LightGreenSquash OP t1_iwi9q1g wrote

Yep, that's kind of along the lines I'm thinking as well. The only possible drawback I can see is that for such small datasets even "basic" architectures like MLPs can do well enough and thus you might not be able to see the benefit, say, a ResNet brings.

It's still very much a solid approach though, and I've used it in the past to deepen my knowledge of stuff I already knew, e.g. coding a very basic computational graph framework and then using it to train an MLP on MNIST. It was really cool to see my "hand-made" graph topological sort + fprop/bprop methods written for different functions actually reach 90%+ accuracy.

1

LightGreenSquash OP t1_ivxgu6h wrote

Yeah, I think you should definitely have a solid understanding of the basics, otherwise as you said new developments can seem flashy but incomprehensible. Paper discussions and such are definitely useful and a part of the process, but I'm not entirely convinced that the level of understanding you get from them is enough without actually doing some things yourself too.

1

LightGreenSquash OP t1_ivxgmef wrote

I think I mostly agree on keeping track of the field, the only thing that's not clear to me is what should be considered "foundational" in an area where most of the exciting things have happened in the last ten years or so.

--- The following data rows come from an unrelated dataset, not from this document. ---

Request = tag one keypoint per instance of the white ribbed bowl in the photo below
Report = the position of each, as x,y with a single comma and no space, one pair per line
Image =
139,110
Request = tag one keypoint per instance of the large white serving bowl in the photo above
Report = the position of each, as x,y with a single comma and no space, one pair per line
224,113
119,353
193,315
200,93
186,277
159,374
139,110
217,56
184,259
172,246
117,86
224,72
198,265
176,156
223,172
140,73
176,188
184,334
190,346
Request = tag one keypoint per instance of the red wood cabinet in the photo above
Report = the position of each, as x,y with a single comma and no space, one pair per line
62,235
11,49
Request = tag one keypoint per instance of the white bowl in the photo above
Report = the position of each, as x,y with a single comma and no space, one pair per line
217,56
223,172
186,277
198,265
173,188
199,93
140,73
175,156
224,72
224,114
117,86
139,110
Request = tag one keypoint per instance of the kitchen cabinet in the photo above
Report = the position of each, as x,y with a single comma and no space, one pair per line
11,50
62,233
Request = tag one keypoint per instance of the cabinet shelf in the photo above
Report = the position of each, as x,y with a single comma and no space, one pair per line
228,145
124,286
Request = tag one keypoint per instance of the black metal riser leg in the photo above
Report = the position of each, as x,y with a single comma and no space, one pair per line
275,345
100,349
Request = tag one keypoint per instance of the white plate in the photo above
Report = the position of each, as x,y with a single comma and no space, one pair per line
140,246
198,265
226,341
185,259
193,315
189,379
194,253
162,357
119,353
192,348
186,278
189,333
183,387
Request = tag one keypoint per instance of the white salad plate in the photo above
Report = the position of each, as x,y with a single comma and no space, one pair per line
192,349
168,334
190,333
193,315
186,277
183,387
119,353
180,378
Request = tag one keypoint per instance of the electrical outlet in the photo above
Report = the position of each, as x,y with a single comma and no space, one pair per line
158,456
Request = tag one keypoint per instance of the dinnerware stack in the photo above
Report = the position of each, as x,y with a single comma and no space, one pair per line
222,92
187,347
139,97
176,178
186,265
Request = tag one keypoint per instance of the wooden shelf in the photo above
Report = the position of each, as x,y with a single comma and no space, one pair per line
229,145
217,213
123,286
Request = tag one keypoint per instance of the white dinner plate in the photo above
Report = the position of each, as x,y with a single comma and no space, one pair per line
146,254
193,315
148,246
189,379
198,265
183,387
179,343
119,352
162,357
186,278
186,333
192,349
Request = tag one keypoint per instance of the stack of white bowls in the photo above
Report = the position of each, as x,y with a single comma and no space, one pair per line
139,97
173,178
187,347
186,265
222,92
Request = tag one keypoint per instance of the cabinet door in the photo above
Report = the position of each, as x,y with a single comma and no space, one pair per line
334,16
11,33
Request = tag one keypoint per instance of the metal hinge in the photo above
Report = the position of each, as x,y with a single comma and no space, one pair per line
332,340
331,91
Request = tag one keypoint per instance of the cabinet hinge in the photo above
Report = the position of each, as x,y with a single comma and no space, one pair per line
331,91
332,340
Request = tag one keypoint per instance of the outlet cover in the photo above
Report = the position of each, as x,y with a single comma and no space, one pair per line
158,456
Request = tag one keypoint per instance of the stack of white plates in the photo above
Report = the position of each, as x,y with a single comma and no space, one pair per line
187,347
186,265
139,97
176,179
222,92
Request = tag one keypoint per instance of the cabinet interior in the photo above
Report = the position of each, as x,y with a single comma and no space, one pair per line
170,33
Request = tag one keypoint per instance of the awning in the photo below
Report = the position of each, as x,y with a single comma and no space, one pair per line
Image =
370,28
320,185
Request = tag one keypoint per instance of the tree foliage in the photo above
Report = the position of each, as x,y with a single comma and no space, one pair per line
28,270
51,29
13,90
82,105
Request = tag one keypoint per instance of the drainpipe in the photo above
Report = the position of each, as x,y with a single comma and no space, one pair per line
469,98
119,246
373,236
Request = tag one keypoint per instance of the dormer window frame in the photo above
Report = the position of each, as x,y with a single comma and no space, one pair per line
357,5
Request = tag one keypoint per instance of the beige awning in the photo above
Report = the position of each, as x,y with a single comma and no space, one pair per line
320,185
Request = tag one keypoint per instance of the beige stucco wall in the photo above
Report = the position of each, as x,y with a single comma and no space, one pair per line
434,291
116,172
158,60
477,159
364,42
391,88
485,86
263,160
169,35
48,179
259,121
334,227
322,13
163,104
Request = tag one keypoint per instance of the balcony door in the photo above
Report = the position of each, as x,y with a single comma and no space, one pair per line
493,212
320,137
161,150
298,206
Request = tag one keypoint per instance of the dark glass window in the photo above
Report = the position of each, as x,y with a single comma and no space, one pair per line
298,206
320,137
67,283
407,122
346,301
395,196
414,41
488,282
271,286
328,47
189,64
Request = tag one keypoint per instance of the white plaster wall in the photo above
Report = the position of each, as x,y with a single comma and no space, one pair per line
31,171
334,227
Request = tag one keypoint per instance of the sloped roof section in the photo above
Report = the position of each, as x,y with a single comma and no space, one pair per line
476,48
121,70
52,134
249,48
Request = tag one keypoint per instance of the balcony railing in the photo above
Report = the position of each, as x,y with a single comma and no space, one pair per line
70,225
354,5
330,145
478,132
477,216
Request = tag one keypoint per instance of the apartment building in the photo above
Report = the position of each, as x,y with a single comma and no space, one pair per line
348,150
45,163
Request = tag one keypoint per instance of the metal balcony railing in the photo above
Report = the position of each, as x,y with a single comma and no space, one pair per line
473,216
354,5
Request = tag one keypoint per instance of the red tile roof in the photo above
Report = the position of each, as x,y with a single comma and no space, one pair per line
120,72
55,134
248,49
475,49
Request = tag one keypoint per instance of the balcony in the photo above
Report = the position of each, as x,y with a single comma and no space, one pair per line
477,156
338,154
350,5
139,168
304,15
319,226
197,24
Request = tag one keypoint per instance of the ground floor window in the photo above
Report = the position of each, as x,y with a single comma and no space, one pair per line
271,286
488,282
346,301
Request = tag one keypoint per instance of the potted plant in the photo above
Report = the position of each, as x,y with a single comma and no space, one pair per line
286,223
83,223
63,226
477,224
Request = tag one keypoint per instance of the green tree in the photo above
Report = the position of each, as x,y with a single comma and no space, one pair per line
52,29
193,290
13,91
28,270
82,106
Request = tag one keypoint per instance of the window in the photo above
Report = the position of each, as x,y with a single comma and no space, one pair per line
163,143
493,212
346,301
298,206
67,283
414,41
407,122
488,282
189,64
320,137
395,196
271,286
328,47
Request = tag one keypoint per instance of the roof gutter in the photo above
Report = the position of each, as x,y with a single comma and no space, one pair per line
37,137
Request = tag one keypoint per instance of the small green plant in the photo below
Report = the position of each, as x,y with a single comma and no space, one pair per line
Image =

But don't you think that just discussing ideas ends up hiding a significant part of the complexity of actually getting them to do something? It's true that learning by doing seems rather time-consuming, but wouldn't we consider it strange if someone said that he'd learn about algorithms without trying to implement/use/benchmark them, theorems without solving problems with them, or even coding techniques by simply reading about them?

Then again, I guess you'll inevitably end up actually having to do things in your PhD/job/whatever, but I'm concerned that a lack of "foundational" knowledge and experience can greatly hamper you at some time-critical point of this process.

3